Quindi avremo una terapia di sostentamento come fluidoterapia negli animali poco idratati e nutriti; antibiotici per evitare contaminazioni secondarie da batteri; alimentazione forzata più o meno liquida per quei soggetti che soffrono di dolori al cavo orale per le lesioni e ulcere; pomate e creme per le lesioni cutanee; colliri per quelle oculari; in alcuni casi sono consigliati anche mucolitici per le vie respiratorie.
Ma sarà sempre il sistema immunitario dell’animale a dover fare il lavoro migliore!

Profilassi e Immunità
Gli anticorpi materni giocano un ruolo importante nell’immunità dei gattini.
Gli AC materni sono persistenti nel sangue dei gattini per circa 3 mesi, ed hanno, però, un’immunità che varia dalle 3 alle 9 settimane. Ovviamente il tempo e l’immunità giovanile è relativa al titolo anticorpale dei genitori, e una consequenziale eventuale infezione e la sintomatologia è molto variabile.

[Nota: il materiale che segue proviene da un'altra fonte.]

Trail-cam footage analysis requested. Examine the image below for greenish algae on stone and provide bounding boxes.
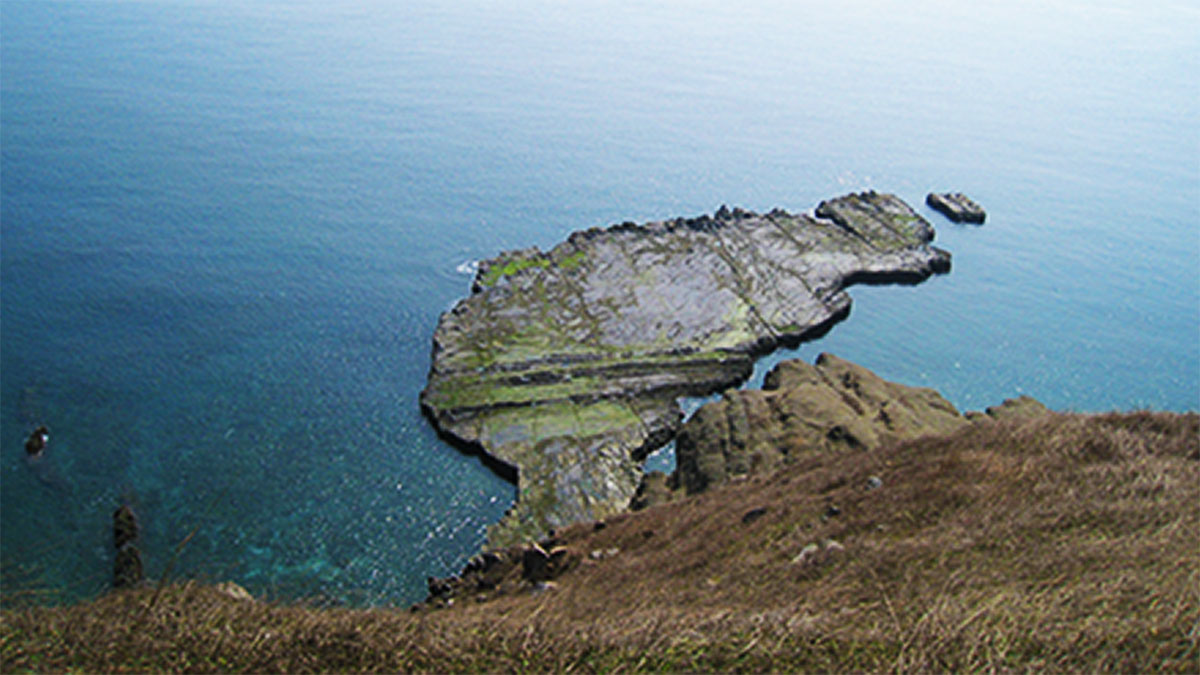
[421,192,950,546]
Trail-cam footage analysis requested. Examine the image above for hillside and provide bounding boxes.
[0,412,1200,673]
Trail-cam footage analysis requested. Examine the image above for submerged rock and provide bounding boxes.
[925,192,988,225]
[421,192,950,546]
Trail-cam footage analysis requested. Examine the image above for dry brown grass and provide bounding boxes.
[0,412,1200,673]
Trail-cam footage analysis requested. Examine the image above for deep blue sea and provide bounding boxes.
[0,0,1200,604]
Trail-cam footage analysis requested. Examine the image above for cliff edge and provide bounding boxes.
[421,192,950,546]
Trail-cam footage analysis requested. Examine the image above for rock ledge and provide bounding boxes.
[421,192,950,548]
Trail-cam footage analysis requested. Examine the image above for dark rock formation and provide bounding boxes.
[25,426,50,455]
[421,192,950,546]
[925,192,988,225]
[413,539,582,610]
[676,354,967,494]
[658,354,1049,494]
[629,471,674,510]
[113,504,145,589]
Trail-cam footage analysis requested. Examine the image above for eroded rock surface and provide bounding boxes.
[421,192,950,540]
[925,192,988,225]
[672,354,968,495]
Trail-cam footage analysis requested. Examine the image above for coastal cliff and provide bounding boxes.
[421,192,950,546]
[11,401,1200,673]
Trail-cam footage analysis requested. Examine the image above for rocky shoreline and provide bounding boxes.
[412,353,1050,611]
[421,192,950,549]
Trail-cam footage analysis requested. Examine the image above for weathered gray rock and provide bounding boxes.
[676,354,967,495]
[629,471,674,510]
[421,192,950,546]
[925,192,988,223]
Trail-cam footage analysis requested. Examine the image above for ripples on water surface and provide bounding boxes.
[0,0,1200,604]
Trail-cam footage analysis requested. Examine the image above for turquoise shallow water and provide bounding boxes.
[0,0,1200,604]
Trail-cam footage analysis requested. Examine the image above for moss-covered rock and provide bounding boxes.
[421,192,949,546]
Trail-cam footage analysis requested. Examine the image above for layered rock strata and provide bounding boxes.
[421,192,950,548]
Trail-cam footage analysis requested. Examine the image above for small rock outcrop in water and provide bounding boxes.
[25,425,50,455]
[421,192,950,546]
[925,192,988,225]
[113,504,144,589]
[671,354,1049,495]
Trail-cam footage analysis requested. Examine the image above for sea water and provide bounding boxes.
[0,0,1200,604]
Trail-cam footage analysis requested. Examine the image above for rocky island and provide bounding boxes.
[421,191,950,548]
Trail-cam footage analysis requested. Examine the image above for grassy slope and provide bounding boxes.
[0,413,1200,673]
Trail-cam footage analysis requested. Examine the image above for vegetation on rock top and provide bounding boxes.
[0,412,1200,673]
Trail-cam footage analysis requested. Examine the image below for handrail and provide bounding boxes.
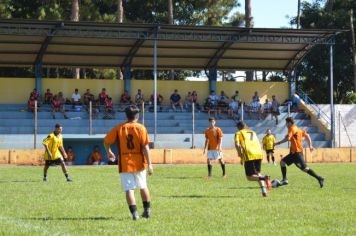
[298,88,331,126]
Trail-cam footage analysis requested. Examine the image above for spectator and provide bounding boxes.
[83,89,94,106]
[71,89,82,108]
[65,146,75,166]
[248,96,261,119]
[231,90,241,105]
[98,88,109,106]
[88,145,104,165]
[120,90,131,105]
[271,95,280,125]
[135,89,145,107]
[51,92,68,119]
[43,89,53,104]
[252,91,260,102]
[27,96,37,112]
[170,89,183,112]
[104,97,115,119]
[261,99,272,119]
[227,98,239,120]
[149,93,163,112]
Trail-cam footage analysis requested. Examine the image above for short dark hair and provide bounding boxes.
[125,105,140,120]
[286,117,294,125]
[236,121,246,129]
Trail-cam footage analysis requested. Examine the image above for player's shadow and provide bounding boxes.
[22,216,117,221]
[160,194,235,199]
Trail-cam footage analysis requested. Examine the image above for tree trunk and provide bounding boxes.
[245,0,254,81]
[350,8,356,92]
[70,0,80,79]
[168,0,174,80]
[117,0,124,23]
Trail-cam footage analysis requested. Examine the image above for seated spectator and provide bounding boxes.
[170,89,183,111]
[120,90,131,105]
[272,95,280,125]
[204,97,216,118]
[51,92,68,119]
[43,89,53,104]
[71,89,82,108]
[231,90,241,106]
[135,89,145,107]
[149,93,163,112]
[27,97,37,112]
[98,88,109,106]
[192,91,200,111]
[88,145,104,165]
[65,146,75,166]
[247,97,261,119]
[261,99,272,119]
[252,91,260,102]
[83,89,95,106]
[227,99,239,120]
[104,97,115,119]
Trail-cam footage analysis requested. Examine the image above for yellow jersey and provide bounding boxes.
[262,134,276,150]
[42,133,63,160]
[235,129,262,162]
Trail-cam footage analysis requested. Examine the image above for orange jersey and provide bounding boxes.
[288,125,307,153]
[104,122,149,173]
[205,127,223,150]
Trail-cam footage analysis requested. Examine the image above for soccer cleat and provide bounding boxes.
[280,179,288,186]
[142,208,151,219]
[132,211,140,220]
[264,175,272,190]
[318,177,324,188]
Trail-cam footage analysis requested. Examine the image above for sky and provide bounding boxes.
[237,0,313,28]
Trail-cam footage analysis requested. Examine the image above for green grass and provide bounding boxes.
[0,164,356,236]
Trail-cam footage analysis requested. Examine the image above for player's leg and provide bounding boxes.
[59,158,73,182]
[219,157,226,177]
[295,153,324,188]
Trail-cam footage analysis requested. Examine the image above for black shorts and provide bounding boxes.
[45,158,64,166]
[282,152,307,170]
[244,160,262,176]
[266,149,274,155]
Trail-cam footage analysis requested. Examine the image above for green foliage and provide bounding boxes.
[0,164,356,235]
[294,0,356,103]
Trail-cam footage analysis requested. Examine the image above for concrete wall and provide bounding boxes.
[0,148,356,165]
[0,78,288,104]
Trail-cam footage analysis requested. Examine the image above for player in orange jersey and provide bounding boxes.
[203,118,226,179]
[275,117,324,188]
[104,105,153,220]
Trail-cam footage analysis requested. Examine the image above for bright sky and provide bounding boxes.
[238,0,313,28]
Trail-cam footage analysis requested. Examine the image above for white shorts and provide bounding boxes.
[208,150,223,160]
[120,170,147,192]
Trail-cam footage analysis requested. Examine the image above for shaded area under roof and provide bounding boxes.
[0,19,341,71]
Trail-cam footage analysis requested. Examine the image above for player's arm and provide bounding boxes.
[58,146,68,159]
[104,141,115,161]
[143,144,153,175]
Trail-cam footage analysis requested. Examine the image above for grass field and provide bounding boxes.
[0,164,356,235]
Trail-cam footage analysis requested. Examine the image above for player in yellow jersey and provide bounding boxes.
[203,118,226,179]
[235,121,272,197]
[42,124,72,182]
[262,129,276,165]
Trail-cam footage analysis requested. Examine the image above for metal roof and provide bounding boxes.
[0,19,341,71]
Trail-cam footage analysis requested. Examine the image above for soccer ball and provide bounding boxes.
[271,179,281,188]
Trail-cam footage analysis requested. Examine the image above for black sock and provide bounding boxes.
[142,201,151,210]
[221,163,225,175]
[208,164,213,176]
[307,169,320,180]
[281,166,287,180]
[129,205,137,214]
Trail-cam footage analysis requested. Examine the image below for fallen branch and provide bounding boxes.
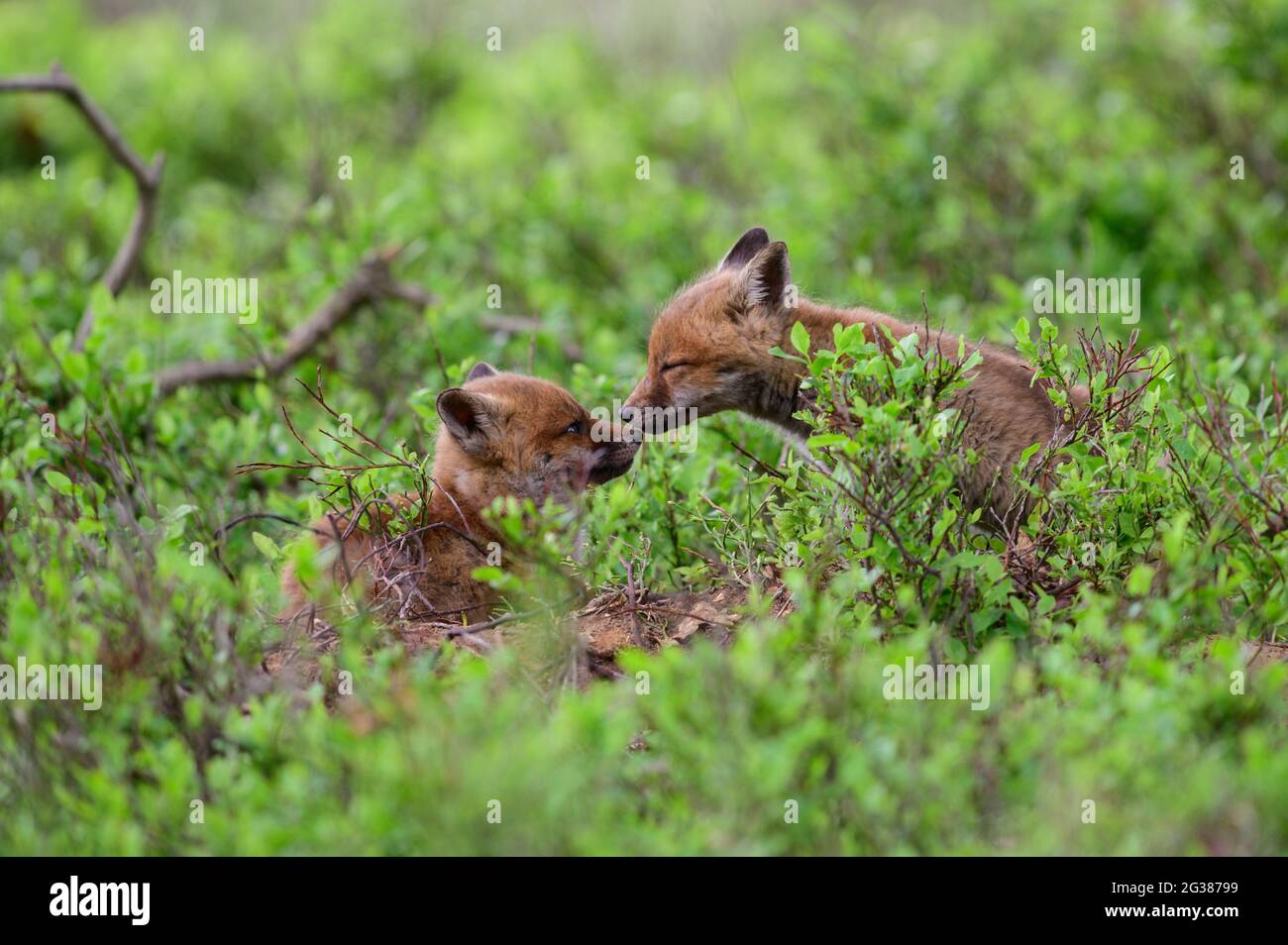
[158,248,433,396]
[0,63,164,352]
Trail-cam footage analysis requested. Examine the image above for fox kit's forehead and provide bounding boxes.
[465,372,587,418]
[649,269,737,353]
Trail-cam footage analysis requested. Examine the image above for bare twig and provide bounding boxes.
[158,248,433,396]
[0,63,164,352]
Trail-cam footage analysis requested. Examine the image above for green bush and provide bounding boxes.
[0,0,1288,854]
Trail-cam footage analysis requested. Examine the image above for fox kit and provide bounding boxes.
[282,364,634,633]
[622,227,1087,528]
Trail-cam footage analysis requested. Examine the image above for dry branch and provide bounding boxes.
[0,63,164,352]
[158,248,433,396]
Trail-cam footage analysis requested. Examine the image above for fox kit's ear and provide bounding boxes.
[746,242,793,312]
[720,227,769,269]
[465,361,496,383]
[434,387,497,456]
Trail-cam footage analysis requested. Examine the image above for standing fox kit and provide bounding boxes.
[622,227,1087,527]
[282,364,634,633]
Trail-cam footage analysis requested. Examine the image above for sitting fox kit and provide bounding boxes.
[622,227,1087,528]
[282,364,634,633]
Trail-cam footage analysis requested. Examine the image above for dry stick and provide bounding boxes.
[0,61,164,352]
[158,248,433,396]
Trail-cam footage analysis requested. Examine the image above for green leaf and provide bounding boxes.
[793,322,808,354]
[250,532,282,562]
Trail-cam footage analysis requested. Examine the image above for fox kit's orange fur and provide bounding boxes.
[622,228,1086,527]
[282,365,634,633]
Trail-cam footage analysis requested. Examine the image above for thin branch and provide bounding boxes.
[0,63,164,352]
[158,248,433,396]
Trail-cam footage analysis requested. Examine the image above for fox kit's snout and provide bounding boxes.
[282,364,635,633]
[622,227,1087,525]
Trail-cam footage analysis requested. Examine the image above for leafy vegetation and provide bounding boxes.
[0,0,1288,854]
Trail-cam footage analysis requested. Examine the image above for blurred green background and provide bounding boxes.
[0,0,1288,854]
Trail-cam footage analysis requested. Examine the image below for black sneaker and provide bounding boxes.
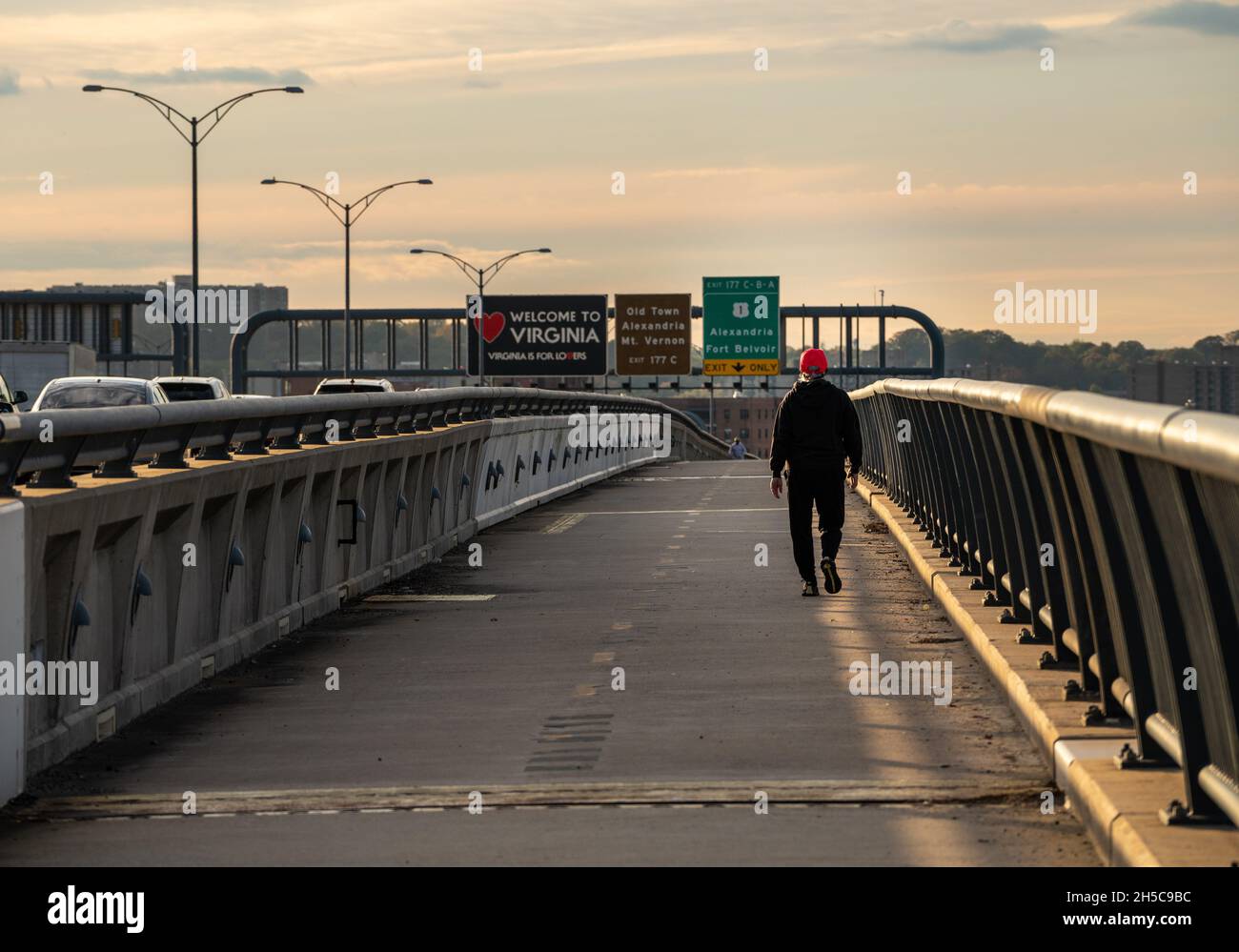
[822,559,843,595]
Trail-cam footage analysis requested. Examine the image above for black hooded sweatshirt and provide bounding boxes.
[771,376,862,476]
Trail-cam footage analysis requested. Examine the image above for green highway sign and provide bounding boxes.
[701,277,782,376]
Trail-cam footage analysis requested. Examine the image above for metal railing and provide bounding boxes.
[0,387,727,497]
[851,379,1239,824]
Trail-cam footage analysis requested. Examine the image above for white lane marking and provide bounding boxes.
[363,595,495,602]
[542,512,589,536]
[564,506,787,522]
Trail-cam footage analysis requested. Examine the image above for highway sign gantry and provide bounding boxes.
[701,277,782,376]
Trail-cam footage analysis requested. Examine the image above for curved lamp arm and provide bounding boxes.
[261,174,348,224]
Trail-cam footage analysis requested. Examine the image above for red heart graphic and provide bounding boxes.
[474,311,508,343]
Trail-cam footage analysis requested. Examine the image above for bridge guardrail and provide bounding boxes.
[852,379,1239,824]
[0,387,727,802]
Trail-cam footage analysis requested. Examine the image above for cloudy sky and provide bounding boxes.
[0,0,1239,346]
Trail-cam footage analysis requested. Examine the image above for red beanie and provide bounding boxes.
[801,347,827,374]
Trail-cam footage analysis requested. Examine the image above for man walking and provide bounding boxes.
[771,347,862,595]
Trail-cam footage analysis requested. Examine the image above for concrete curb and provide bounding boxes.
[856,482,1239,866]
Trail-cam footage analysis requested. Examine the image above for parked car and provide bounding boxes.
[0,375,30,413]
[314,376,396,396]
[30,376,169,412]
[153,376,232,403]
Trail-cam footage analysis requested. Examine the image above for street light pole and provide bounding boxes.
[261,174,434,376]
[409,248,550,387]
[82,83,305,375]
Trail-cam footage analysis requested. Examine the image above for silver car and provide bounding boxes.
[30,376,169,413]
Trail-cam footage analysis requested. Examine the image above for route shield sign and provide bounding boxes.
[466,294,607,376]
[616,294,693,376]
[701,277,782,376]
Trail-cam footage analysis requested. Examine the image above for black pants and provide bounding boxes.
[787,467,843,581]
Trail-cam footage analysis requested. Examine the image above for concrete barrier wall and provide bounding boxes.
[0,396,726,802]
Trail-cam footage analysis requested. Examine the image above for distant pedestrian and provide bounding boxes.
[771,347,862,595]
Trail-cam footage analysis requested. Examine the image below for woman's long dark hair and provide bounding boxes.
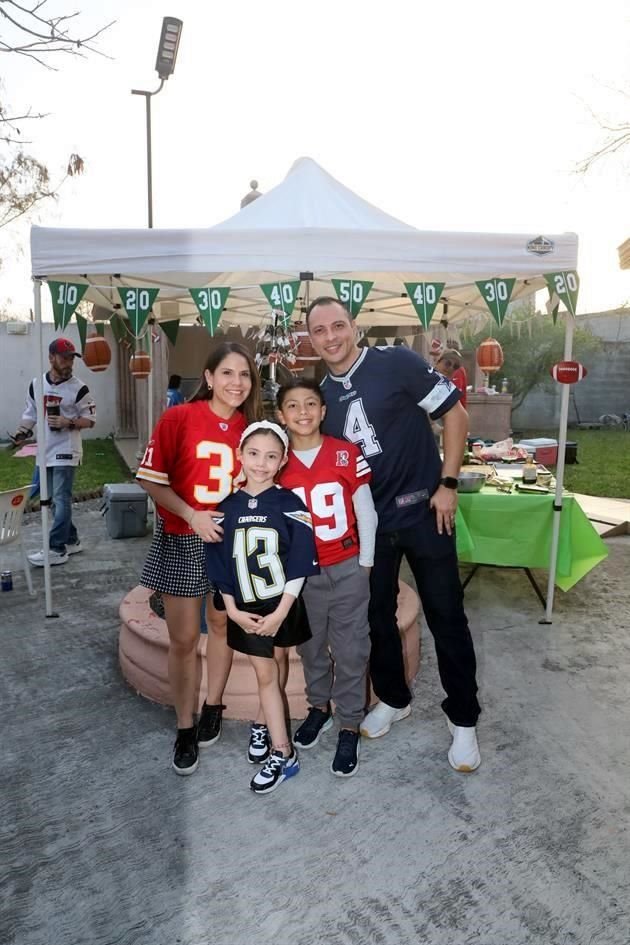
[188,341,263,423]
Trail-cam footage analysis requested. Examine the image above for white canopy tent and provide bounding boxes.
[31,158,578,618]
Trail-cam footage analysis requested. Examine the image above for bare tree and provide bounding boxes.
[0,0,113,227]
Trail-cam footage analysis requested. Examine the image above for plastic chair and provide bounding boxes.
[0,485,35,597]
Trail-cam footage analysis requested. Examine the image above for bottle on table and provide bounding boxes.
[523,453,538,486]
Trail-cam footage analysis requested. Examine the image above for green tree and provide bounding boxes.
[466,309,601,410]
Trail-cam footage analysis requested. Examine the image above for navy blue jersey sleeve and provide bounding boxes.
[283,490,319,581]
[204,503,234,597]
[392,345,462,420]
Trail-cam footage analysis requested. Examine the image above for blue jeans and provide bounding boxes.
[369,504,481,725]
[46,466,79,554]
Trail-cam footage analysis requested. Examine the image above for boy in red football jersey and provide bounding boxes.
[278,378,377,778]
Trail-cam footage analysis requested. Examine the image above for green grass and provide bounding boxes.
[0,439,133,495]
[523,428,630,499]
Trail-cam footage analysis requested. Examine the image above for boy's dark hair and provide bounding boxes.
[276,377,326,410]
[306,295,353,328]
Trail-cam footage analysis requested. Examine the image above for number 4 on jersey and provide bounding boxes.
[343,397,382,458]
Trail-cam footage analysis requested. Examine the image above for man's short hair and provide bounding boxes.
[306,295,353,328]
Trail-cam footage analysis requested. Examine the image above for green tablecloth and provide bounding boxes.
[456,486,608,591]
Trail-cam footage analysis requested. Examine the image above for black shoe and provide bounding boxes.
[173,725,199,775]
[293,702,332,748]
[249,750,300,794]
[197,702,225,748]
[330,728,361,778]
[247,722,271,765]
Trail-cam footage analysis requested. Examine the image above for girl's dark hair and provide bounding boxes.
[188,341,263,423]
[276,377,326,410]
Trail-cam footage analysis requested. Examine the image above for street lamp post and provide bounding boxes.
[131,16,184,453]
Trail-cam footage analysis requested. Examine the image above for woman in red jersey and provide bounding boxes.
[137,343,262,775]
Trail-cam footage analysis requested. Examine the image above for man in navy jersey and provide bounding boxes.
[307,298,481,771]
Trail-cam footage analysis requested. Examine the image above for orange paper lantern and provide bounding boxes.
[83,335,112,371]
[129,351,151,380]
[477,338,503,374]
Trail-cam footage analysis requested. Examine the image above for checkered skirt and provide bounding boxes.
[140,518,214,597]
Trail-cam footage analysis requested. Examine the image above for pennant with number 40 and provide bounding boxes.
[545,269,580,318]
[405,282,446,331]
[475,279,516,328]
[193,285,235,338]
[48,282,88,331]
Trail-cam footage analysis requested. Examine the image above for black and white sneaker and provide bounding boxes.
[247,722,271,765]
[330,728,361,778]
[173,725,199,775]
[197,702,225,748]
[249,750,300,794]
[293,702,333,748]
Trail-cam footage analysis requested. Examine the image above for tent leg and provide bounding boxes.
[540,312,575,623]
[33,279,59,617]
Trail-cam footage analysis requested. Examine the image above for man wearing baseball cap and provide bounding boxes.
[12,338,96,567]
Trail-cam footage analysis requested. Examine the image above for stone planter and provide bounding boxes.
[118,582,420,719]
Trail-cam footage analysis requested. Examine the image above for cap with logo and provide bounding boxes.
[48,338,81,358]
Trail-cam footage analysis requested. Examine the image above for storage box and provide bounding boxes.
[518,436,558,466]
[101,482,147,538]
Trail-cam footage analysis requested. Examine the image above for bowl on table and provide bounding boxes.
[457,472,486,492]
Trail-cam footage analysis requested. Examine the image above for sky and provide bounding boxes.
[0,0,630,314]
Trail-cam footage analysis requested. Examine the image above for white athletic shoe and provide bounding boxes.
[26,548,68,568]
[446,718,481,773]
[360,702,411,738]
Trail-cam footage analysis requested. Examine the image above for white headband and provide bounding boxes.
[238,420,289,456]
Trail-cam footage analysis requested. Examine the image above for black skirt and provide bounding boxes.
[227,596,311,659]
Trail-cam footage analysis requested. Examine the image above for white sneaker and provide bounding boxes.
[360,702,411,738]
[446,718,481,773]
[26,548,68,568]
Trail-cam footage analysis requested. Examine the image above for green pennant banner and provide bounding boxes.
[160,318,179,347]
[76,312,88,354]
[48,282,88,331]
[545,269,580,318]
[331,279,374,318]
[405,282,446,331]
[118,287,160,338]
[475,279,516,328]
[260,279,300,328]
[193,286,235,343]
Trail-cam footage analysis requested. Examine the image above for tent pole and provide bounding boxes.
[33,279,59,617]
[539,312,575,623]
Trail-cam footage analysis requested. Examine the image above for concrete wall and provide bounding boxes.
[0,322,117,439]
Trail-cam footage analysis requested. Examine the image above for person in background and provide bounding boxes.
[435,348,468,408]
[136,342,262,775]
[166,374,184,410]
[306,297,481,771]
[12,338,96,568]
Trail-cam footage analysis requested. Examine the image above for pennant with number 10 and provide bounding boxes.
[545,269,580,318]
[405,282,446,331]
[193,285,235,338]
[48,282,88,331]
[475,279,516,328]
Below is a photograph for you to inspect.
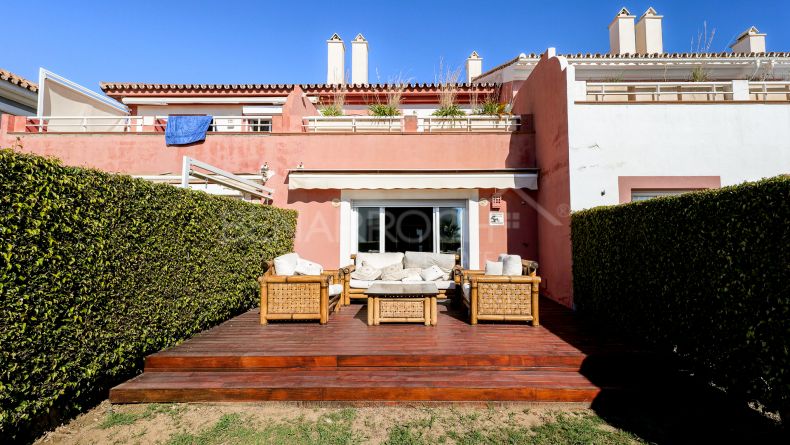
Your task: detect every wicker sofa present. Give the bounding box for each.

In commercio esistono vaccini per immunizzare i soggetti dopo questo periodo post natale, spesso associati ad altri ceppi virali, con polivalenza a più agenti. Questo per dare una immunità a uno spetto più ampio di agenti virali con una sola somministrazione.
Quindi è consigliato un primo vaccino a 9 settimane e un secondo a 12 settimane, con un conseguente richiamo dopo un anno. In alcuni casi è consigliabile anche un terzo vaccino a 16 settimane (quando si hanno soggetti in zone ad alto tasso di infezione). I soggetti guariti dalla malattia, anche se hanno avuto una immunità temporanea, non sono protetti per tutta la vita quindi è sempre bene vaccinarli.
Il calicivirus è persistente nell’ambiente anche per più di un mese, quindi è bene introdurre un nuovo soggetto dopo un periodo di quarantena. FCV oltre a resistere nell’ambiente per molto tempo è anche resistente alla maggior parte dei disinfettanti chimici, utile sarebbe l’ipoclorito di sodio (candeggina) al 5%.